Parkes, Michael Lawrence (2007-08). Residential cattle egret colonies in Texas: geography, reproductive success and management. Master's Thesis. Thesis uri icon


  • A phenomenon of large, upland breeding colonies of cattle egrets in residential
    areas of Central Texas has been observed since the early 1960s. These large
    concentrations of breeding birds can be a nuisance to nearby residents and their
    management has been difficult. To help understand why cattle egrets choose upland,
    residential breeding sites, and predict where these might occur, the geographic extent of
    the phenomenon was bounded within Texas, a habitat suitability model constructed, and
    reproductive success compared by breeding habitat type to evaluate if residential nesting
    confers an adaptive advantage..
    Records of upland cattle egret colonies were found only in Central Texas, not
    other parts of the state. The habitat suitability model was constructed using total edge of
    three land use classes: water, forest, and developed classes. The model classified 78.6 %
    of upland colonies in very high or high suitability classes and 7.1% of colonies in low or
    very low suitability classes. This distribution was significantly different than expected
    considering the overall ratio of suitability scores in the entire raster model (p = 0.036).
    Nineteen active colonies were found in or bordering the Post Oak Savannah and
    Blackland Prairie ecoregions. Colonies were in residential, urban, island, and flooded tree and shrub habitat. Nests were found in 12 different tree and shrub species.

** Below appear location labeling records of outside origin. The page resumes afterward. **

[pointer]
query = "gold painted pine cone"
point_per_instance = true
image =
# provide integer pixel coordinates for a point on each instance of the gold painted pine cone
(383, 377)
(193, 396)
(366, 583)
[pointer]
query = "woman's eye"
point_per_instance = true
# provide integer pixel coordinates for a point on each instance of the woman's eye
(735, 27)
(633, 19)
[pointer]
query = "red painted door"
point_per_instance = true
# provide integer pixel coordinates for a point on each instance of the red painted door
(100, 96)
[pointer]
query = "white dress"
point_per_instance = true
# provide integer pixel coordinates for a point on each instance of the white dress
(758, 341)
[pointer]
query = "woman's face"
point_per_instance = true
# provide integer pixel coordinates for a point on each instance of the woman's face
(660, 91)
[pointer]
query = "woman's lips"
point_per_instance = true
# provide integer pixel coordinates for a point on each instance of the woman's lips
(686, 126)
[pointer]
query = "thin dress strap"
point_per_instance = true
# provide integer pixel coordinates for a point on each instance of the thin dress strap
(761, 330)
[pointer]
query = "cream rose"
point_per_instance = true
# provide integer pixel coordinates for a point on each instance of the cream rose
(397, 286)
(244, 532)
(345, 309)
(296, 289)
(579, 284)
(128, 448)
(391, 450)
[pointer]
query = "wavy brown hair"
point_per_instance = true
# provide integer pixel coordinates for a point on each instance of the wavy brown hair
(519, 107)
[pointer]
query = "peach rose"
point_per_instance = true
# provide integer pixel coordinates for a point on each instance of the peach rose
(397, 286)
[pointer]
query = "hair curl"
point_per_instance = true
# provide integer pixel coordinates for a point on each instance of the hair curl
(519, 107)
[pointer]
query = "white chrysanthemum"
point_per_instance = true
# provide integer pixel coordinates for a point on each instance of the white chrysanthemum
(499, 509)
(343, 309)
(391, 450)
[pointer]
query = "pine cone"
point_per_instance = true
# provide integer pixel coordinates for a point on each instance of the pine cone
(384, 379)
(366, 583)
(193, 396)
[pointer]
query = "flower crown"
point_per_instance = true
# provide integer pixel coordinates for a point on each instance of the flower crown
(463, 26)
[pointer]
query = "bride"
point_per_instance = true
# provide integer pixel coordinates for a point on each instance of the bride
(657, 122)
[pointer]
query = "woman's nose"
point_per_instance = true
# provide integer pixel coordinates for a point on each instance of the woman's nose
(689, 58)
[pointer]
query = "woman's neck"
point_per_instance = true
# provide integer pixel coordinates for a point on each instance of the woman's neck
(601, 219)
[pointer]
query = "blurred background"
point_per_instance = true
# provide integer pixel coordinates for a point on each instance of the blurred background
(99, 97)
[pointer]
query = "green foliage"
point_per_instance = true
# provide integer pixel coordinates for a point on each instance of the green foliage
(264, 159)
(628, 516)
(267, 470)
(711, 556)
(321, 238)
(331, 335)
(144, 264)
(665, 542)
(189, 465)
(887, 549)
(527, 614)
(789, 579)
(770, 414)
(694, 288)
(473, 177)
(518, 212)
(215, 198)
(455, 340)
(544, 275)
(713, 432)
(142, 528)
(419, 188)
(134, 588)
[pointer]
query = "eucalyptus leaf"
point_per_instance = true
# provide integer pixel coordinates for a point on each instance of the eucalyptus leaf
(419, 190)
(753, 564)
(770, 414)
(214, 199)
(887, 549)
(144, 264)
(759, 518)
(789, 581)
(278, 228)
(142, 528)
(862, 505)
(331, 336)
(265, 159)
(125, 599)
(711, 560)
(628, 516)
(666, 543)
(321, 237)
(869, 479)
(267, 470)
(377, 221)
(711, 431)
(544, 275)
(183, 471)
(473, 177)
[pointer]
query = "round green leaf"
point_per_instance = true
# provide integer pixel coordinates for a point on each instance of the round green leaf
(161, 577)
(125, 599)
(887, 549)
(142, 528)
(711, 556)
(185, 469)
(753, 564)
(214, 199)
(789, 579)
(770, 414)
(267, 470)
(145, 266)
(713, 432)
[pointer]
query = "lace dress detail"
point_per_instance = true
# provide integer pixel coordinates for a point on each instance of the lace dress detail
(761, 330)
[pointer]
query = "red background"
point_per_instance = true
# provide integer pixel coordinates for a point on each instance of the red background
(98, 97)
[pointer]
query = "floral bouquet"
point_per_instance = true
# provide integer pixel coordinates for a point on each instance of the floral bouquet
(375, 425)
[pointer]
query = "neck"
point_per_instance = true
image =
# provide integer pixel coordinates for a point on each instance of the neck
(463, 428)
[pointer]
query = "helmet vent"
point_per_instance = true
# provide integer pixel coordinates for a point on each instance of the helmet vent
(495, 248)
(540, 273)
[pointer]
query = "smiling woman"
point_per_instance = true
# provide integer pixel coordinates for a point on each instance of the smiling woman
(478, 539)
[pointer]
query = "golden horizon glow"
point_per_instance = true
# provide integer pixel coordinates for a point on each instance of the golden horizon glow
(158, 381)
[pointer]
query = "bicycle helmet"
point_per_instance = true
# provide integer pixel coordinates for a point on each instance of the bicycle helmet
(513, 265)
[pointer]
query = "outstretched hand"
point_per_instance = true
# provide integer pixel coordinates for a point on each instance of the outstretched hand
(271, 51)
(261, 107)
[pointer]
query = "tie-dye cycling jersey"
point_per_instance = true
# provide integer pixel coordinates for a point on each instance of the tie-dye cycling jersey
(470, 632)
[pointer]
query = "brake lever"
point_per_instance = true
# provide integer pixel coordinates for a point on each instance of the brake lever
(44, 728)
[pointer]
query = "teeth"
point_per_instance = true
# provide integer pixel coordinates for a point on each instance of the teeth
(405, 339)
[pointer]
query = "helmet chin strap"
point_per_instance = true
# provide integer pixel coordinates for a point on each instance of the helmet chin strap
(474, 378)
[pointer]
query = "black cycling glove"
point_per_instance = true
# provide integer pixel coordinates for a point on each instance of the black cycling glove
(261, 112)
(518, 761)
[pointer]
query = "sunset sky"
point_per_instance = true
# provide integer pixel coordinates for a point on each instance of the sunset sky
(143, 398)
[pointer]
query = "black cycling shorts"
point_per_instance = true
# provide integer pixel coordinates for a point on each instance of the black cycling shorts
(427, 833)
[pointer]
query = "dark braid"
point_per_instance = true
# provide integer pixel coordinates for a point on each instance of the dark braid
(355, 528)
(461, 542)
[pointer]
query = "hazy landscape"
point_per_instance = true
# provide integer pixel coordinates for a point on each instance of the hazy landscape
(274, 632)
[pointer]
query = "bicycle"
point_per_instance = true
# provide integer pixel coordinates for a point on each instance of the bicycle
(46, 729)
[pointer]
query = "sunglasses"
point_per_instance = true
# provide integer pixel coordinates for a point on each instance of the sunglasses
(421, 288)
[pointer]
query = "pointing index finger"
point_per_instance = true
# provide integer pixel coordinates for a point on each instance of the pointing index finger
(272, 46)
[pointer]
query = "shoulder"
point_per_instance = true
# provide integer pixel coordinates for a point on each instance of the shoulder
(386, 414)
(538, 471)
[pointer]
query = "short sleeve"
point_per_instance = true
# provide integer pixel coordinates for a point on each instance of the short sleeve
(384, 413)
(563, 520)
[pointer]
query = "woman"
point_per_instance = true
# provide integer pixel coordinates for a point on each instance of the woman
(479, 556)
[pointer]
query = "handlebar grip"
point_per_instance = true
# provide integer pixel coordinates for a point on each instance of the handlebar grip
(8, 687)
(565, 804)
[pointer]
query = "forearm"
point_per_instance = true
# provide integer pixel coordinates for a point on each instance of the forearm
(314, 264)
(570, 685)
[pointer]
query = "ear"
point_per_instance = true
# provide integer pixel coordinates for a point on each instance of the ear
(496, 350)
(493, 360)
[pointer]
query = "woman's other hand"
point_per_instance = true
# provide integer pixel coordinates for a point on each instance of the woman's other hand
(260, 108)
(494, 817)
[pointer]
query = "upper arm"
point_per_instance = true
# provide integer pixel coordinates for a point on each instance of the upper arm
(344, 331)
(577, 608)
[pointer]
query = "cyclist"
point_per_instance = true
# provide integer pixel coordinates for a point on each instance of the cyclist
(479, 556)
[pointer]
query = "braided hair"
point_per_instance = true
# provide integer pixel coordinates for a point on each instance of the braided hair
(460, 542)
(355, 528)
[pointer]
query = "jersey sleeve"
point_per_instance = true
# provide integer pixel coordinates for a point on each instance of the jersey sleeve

    Residential colonies had more breeding pairs, greater nest survival, and were less
    productive than non-residential colonies on average, but these differences were not
    statistically significant. Colonies where nest substrate was removed were not reused and
    no breeding was initiated nearby the next year. Propane cannons discouraged reuse of
    colony after prolonged application.
    Herons and egrets likely use residential sites when wetland habitats are limited.
    Their overall breeding distribution reflects state wide rainfall and wetland availability
    patterns with upland nesting in Central Texas, wetland nesting in eastern and coastal
    regions, and little large scale nesting in western Texas. Egrets and herons may use edges
    of development as breeding sites to limit predation by ground predators when flooded
    tree and shrub or island habitats are absent, but this hypothesis needs more testing.